According to information on the Hammer & Hand website, “The Karuna House’s client, a leading proponent of smart climate policy and sound land use, is pursuing the project as a case study to shed light on the ways that the leading green building certifications and standards complement one another, and the ways that they may conflict.”

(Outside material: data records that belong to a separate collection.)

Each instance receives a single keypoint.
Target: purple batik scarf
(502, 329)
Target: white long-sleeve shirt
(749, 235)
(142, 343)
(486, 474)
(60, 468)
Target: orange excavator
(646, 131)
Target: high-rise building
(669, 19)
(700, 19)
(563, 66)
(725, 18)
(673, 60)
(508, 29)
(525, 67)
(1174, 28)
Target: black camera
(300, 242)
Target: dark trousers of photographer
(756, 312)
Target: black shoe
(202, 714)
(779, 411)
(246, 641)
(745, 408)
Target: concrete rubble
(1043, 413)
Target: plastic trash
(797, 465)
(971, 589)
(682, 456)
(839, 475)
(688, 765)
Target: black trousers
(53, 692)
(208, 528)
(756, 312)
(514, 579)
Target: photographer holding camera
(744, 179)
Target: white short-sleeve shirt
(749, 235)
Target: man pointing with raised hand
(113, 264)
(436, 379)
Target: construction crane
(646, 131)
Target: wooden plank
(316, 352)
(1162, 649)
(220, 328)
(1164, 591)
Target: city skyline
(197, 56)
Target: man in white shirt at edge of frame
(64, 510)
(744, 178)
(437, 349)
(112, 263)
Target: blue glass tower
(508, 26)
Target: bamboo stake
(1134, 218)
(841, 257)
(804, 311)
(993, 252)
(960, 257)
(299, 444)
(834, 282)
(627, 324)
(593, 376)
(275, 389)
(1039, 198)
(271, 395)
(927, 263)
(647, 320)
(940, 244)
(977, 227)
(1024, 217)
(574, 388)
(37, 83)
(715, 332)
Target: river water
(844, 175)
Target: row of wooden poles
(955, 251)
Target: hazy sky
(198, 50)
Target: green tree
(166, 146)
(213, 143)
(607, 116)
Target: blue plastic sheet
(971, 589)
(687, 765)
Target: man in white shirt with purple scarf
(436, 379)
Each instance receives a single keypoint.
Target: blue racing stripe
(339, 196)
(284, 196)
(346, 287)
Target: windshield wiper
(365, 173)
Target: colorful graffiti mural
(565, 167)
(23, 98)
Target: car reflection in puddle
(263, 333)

Under construction on a perch in Yamhill County that overlooks the Willamette Valley, northwestern Oregon’s wine-growing region, Karuna House is designed to qualify for Passivhaus, LEED for Homes Platinum, and Minergie-P-ECO certifications. That’s a pretty full green menu. As Hammer & Hand principal Sam Hagerman, who also serves as president of the national Passive House Alliance, observes, the design/build team is left with “a fairly narrow path to navigate through.”
A siting workaround
By the first week in November, the site had been prepped with straw wattles to divert water and limit sediment runoff, and the team had foundation work well underway, with foundation beds leveled and compacted, and expanded polystyrene structural-foam slabs aligned and anchored in place. (The project’s structural fill was built up using native fill excavated from various locations on the site, eliminating the need to import fill from elsewhere.)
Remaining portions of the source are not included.